Question
What does it mean that priority debt?
Quick Answer
Consistently neglecting important but non-urgent priorities creates a growing liability.
Consistently neglecting important but non-urgent priorities creates a growing liability.
Example: You have been meaning to have a serious conversation with your business partner about the company's strategic direction for three months. Every week it gets displaced by something more urgent — a client deliverable, a hiring decision, a product bug. The conversation is important but never urgent, so it never happens. Meanwhile, small disagreements about direction accumulate. You make conflicting promises to different clients because you have not aligned on what the company actually does. Your partner hires someone who does not fit the strategy you had in mind, because you never articulated the strategy together. By month four, the conversation you finally have is not a calm strategic alignment — it is a crisis meeting about why the company feels like it is pulling in two directions. The thirty-minute conversation you kept deferring has become a two-day offsite to untangle three months of compounding misalignment. That is priority debt with interest.
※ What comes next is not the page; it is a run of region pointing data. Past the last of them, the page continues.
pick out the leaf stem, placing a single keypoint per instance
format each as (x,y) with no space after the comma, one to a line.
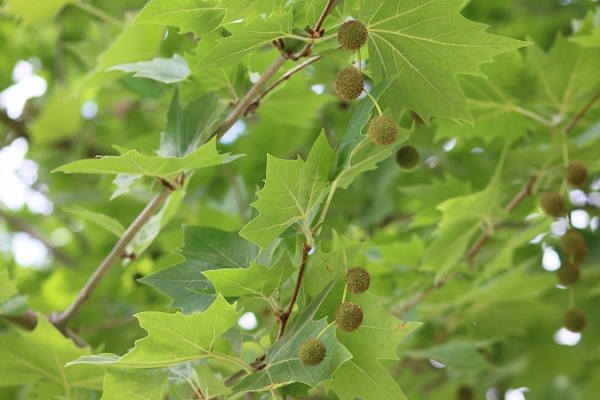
(284,318)
(487,234)
(63,318)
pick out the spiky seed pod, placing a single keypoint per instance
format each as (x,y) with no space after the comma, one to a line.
(352,35)
(357,280)
(382,130)
(568,274)
(577,174)
(407,157)
(574,320)
(312,352)
(349,83)
(348,316)
(572,242)
(553,204)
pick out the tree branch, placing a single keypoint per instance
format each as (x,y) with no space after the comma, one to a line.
(581,113)
(29,229)
(61,319)
(305,250)
(485,236)
(239,111)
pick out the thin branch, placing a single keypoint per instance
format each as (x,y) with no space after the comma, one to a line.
(305,250)
(29,229)
(283,78)
(115,255)
(485,236)
(239,110)
(581,113)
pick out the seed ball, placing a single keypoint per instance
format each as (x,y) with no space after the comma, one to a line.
(349,83)
(574,320)
(382,130)
(312,352)
(577,174)
(352,35)
(357,280)
(348,316)
(553,204)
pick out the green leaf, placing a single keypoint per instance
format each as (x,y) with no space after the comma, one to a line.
(282,363)
(185,126)
(99,219)
(428,44)
(134,163)
(292,193)
(376,338)
(165,70)
(462,218)
(204,249)
(130,385)
(197,16)
(175,338)
(34,11)
(39,356)
(257,280)
(244,40)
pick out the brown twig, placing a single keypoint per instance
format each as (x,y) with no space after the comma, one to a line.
(241,107)
(284,317)
(61,319)
(283,78)
(581,113)
(29,229)
(487,234)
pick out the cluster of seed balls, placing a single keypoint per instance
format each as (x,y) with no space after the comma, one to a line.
(572,243)
(348,317)
(349,85)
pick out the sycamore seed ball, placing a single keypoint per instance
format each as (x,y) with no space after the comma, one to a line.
(357,280)
(349,83)
(553,204)
(568,274)
(407,157)
(312,352)
(572,242)
(382,130)
(348,316)
(574,320)
(352,35)
(577,174)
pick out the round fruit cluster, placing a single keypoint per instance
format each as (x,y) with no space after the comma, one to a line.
(348,318)
(572,243)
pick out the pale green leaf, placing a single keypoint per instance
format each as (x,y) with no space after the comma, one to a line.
(135,163)
(244,40)
(256,280)
(138,385)
(165,70)
(428,44)
(204,249)
(99,219)
(35,11)
(282,363)
(292,193)
(40,356)
(376,338)
(176,338)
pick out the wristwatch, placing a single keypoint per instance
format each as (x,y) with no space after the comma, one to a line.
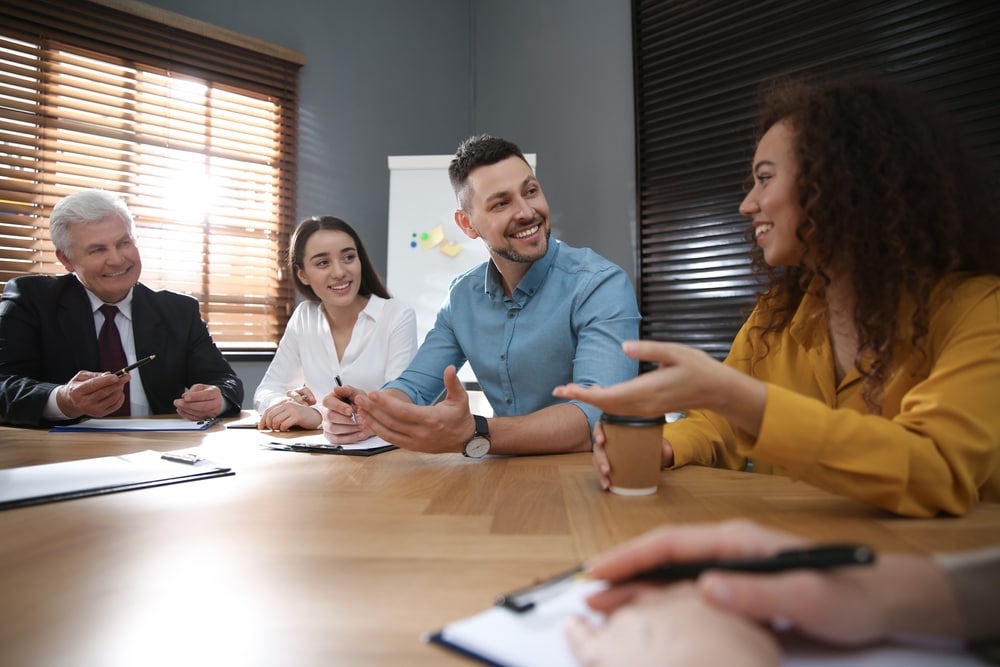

Try this: Identify three important-but-not-urgent priorities you have been consistently deferring for at least four weeks. For each one, answer three questions: (1) What was the original cost of addressing this when you first noticed it? Estimate in hours and emotional difficulty on a 1-10 scale. (2) What is the cost of addressing it now, after weeks of deferral? Same metrics. (3) What will the cost be if you defer it for another four weeks? The gap between answers one and two is the interest you have already paid. The gap between two and three is the interest that is about to come due. Pick the one with the steepest compounding curve and schedule a specific time this week to begin paying it down.